I learned this the hard way. The wind on the coast is ever-present. Yesterday was very breezy. I set up the walls to see how they’d fare before I put paintings on them. They did just fine—until the art was added. It created a sail. That was an expensive mistake.
Today will be another test, because I can’t tell if it’s going to rain or not. With 5000 miles of inlets and coves on the Maine coast, it’s impossible to predict what will happen when moisture-laden clouds cross from land to sea. My tear-down last night took just seven minutes. That’s far faster than I ever managed on the road, because I can just wheel the walls into the garage.
If this works, I might just replace my old festival tent, which I gave away last year.

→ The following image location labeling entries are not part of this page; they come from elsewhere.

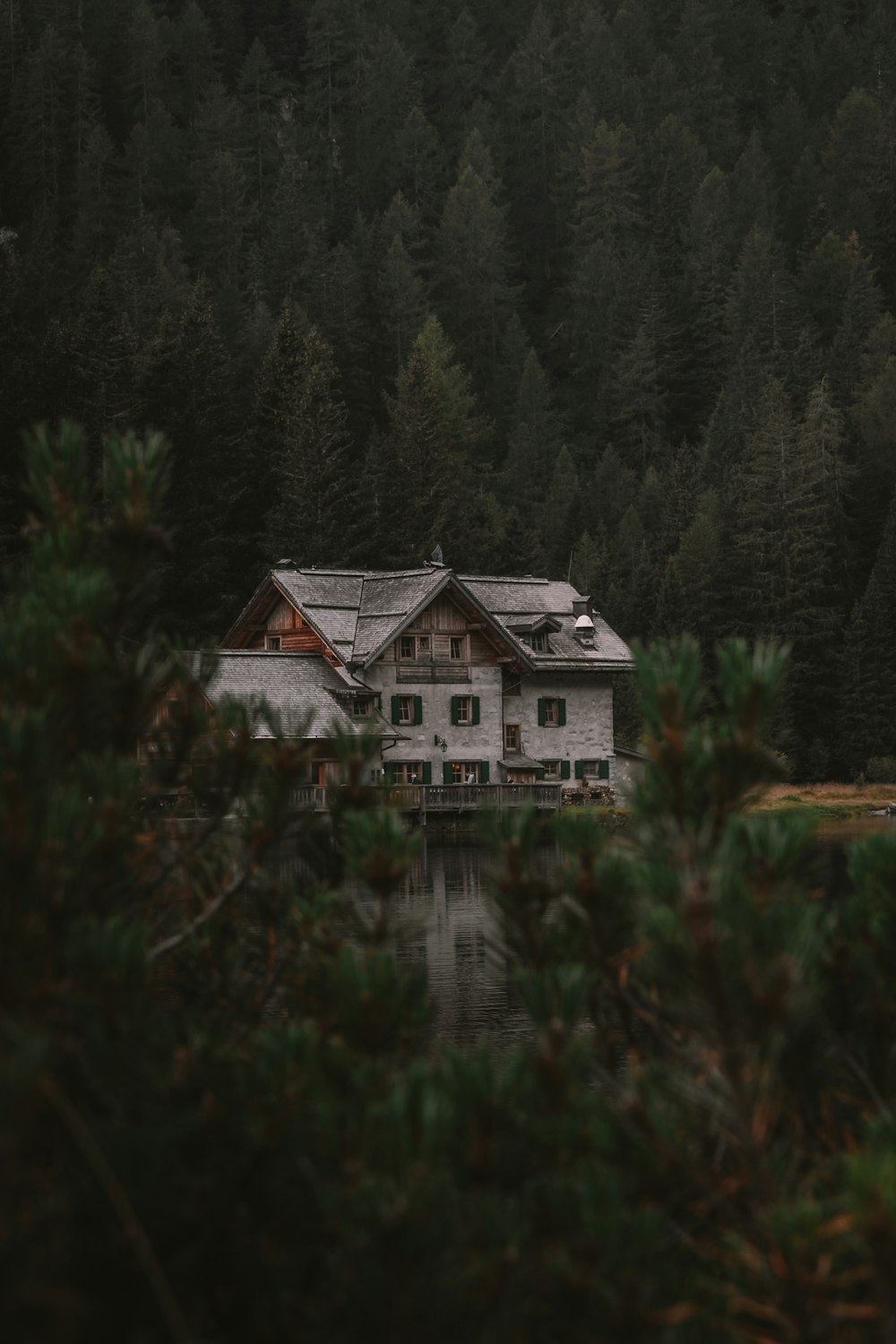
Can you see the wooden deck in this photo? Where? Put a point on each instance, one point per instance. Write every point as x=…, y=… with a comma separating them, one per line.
x=444, y=798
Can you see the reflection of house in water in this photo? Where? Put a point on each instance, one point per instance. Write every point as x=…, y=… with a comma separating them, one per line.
x=452, y=926
x=444, y=918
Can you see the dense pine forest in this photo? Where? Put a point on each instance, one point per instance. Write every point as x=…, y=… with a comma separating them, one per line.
x=590, y=288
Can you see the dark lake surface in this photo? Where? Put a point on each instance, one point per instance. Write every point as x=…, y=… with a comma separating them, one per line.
x=444, y=918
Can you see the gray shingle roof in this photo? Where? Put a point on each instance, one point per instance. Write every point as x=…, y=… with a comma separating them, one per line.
x=521, y=599
x=359, y=612
x=300, y=687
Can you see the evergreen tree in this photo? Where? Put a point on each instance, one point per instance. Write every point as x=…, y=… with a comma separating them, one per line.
x=868, y=664
x=471, y=269
x=535, y=440
x=301, y=448
x=261, y=94
x=185, y=390
x=435, y=435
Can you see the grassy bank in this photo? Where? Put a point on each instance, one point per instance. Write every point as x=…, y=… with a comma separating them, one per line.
x=833, y=801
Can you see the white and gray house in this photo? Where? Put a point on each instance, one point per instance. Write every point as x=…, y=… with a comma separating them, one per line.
x=461, y=677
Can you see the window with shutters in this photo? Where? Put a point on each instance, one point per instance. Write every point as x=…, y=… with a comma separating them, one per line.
x=406, y=771
x=465, y=771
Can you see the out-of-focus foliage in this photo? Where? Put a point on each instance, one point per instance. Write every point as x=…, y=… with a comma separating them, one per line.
x=222, y=1115
x=657, y=241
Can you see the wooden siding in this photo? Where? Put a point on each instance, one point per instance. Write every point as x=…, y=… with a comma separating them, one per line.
x=441, y=620
x=281, y=617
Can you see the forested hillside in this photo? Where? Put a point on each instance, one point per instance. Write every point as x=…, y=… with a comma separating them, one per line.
x=605, y=287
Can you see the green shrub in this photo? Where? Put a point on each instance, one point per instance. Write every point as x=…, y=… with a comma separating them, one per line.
x=222, y=1117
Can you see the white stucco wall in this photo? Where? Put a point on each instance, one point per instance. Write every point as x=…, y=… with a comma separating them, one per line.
x=466, y=742
x=587, y=733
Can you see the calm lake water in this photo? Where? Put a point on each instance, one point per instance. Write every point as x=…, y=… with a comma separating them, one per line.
x=444, y=918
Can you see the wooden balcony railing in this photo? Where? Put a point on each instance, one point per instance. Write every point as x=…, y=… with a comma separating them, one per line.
x=443, y=797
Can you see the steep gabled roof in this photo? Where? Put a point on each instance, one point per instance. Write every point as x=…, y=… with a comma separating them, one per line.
x=525, y=601
x=390, y=602
x=359, y=613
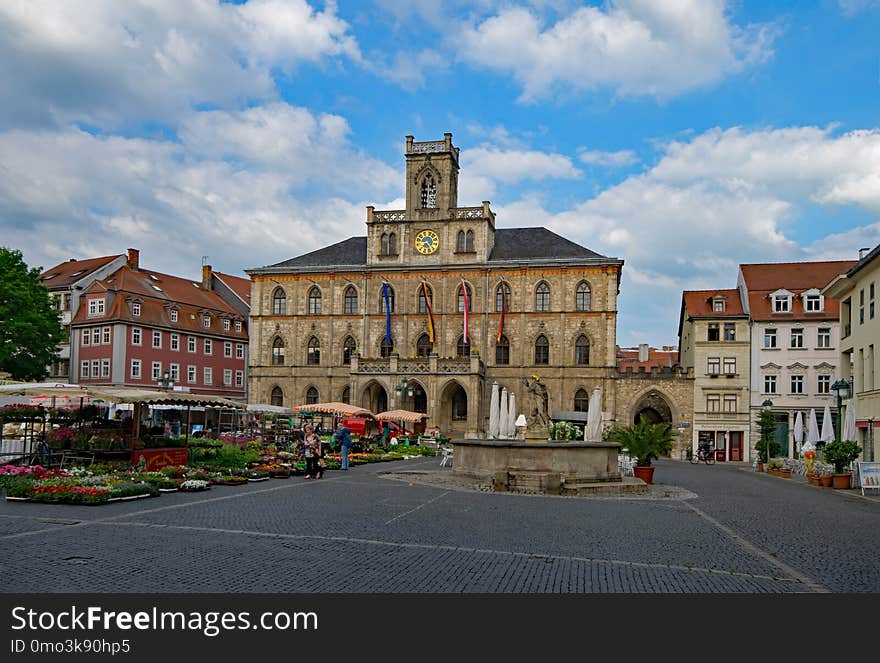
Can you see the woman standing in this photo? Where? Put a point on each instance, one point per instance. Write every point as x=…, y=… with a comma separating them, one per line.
x=311, y=453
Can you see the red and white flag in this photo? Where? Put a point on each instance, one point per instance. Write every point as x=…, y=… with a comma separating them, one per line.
x=466, y=307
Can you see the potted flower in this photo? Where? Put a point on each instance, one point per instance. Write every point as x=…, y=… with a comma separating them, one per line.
x=841, y=453
x=643, y=441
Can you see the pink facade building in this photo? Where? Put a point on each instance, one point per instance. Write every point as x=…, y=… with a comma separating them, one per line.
x=136, y=327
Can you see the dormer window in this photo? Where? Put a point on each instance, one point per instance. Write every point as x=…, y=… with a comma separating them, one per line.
x=813, y=301
x=781, y=302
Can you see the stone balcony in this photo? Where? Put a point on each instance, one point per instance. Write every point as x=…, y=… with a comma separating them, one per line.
x=431, y=365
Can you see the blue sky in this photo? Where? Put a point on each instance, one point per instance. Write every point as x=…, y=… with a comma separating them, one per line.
x=683, y=137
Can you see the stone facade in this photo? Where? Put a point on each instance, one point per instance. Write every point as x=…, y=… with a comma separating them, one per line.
x=333, y=299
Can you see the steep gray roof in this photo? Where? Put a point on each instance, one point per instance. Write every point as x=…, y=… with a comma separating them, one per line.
x=510, y=244
x=535, y=243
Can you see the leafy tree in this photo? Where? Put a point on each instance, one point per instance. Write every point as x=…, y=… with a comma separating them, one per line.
x=768, y=446
x=644, y=441
x=30, y=326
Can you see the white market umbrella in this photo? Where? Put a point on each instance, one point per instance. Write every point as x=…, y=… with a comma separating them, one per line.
x=493, y=412
x=502, y=413
x=798, y=433
x=849, y=422
x=593, y=431
x=827, y=428
x=510, y=429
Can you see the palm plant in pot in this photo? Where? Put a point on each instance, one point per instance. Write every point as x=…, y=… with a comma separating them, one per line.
x=841, y=453
x=644, y=442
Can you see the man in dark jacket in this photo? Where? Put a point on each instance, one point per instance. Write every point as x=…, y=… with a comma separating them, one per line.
x=343, y=437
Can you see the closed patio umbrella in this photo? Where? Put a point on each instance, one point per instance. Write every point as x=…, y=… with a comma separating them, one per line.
x=493, y=412
x=798, y=433
x=827, y=428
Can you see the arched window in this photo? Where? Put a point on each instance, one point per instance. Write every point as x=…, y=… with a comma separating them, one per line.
x=542, y=297
x=581, y=400
x=582, y=297
x=279, y=302
x=502, y=351
x=461, y=294
x=315, y=301
x=423, y=303
x=502, y=298
x=582, y=351
x=429, y=191
x=313, y=354
x=349, y=347
x=277, y=397
x=278, y=352
x=542, y=350
x=349, y=305
x=423, y=346
x=390, y=300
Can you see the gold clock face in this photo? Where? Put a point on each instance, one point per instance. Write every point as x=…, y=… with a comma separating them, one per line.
x=427, y=242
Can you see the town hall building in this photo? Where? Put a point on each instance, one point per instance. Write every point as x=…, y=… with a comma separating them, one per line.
x=435, y=295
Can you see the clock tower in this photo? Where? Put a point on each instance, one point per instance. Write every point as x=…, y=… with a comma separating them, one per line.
x=432, y=230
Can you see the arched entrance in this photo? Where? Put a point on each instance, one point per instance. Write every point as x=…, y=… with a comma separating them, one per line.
x=453, y=416
x=653, y=406
x=374, y=397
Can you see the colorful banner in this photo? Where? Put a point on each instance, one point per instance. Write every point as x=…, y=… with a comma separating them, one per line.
x=430, y=313
x=466, y=306
x=387, y=299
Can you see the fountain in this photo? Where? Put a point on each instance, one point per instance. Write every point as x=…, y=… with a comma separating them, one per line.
x=538, y=464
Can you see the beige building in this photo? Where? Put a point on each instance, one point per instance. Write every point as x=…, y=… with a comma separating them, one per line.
x=857, y=290
x=714, y=344
x=350, y=321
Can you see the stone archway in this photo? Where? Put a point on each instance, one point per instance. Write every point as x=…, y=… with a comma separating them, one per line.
x=454, y=404
x=374, y=397
x=655, y=406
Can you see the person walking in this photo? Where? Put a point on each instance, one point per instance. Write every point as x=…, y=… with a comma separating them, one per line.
x=311, y=453
x=343, y=437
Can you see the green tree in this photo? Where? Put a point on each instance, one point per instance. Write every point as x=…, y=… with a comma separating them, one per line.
x=30, y=327
x=768, y=446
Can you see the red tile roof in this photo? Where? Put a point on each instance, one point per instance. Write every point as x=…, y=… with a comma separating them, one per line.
x=240, y=286
x=698, y=303
x=70, y=272
x=797, y=277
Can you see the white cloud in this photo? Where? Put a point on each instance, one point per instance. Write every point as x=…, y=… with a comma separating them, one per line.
x=613, y=159
x=107, y=63
x=177, y=205
x=512, y=166
x=634, y=47
x=722, y=198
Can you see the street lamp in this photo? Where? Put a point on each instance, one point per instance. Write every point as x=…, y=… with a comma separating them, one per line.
x=165, y=382
x=767, y=405
x=841, y=390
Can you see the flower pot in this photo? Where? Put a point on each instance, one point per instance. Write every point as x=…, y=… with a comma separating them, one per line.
x=646, y=474
x=841, y=481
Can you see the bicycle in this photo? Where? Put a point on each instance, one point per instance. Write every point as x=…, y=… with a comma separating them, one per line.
x=704, y=454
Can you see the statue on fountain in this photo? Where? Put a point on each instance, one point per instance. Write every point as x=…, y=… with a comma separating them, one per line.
x=538, y=423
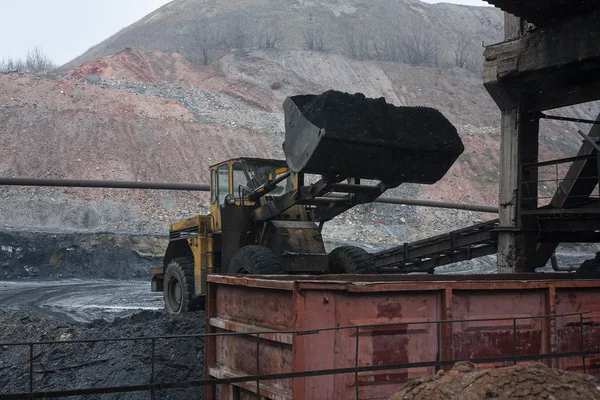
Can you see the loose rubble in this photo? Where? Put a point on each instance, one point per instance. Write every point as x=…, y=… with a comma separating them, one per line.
x=532, y=381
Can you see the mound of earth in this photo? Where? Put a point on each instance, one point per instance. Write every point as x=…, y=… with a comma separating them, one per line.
x=531, y=381
x=102, y=364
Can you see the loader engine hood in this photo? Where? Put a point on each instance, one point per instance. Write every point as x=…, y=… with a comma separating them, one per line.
x=347, y=135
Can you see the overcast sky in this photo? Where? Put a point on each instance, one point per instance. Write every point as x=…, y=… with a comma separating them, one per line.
x=64, y=29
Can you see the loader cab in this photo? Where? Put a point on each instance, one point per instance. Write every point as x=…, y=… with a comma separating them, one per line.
x=239, y=177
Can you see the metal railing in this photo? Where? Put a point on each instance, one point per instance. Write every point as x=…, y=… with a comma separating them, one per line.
x=551, y=183
x=439, y=362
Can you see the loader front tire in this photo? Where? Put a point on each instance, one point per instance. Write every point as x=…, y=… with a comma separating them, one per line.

The Wall Street Journal recently wrote about Wegmans’ response to COVID-19. Wegmans is my hometown grocery store, now gone superstar. As a privately-held business, they can react creatively and quickly without having to answer to shareholders. Their response boils down to common sense. They figured out that their customers’ biggest concerns were safety and security. They changed their merchandise to meet those needs. Gone were the gourmet sauces and food tastings; in were ten-pound bags of pasta.
|Eventually I realized that the weights on festival tents are to prevent them from going airborne; the problem here is stopping the walls from twisting. Hooking them to the garage solved that.|
You might think artists have little to offer in a world where people are concerned about building deep pantries. But the need for comfort, inspiration, and beauty are always there, perhaps never more so than when times are difficult. Our challenge is to figure out those needs and how we can best answer them.
How can we make viewing art a pleasant experience when people can’t get to our galleries? The internet will help, certainly, but we are all hungering for continued personal contact without risk. I’m groping through this just as you are; your ideas and thoughts are, as always, appreciated.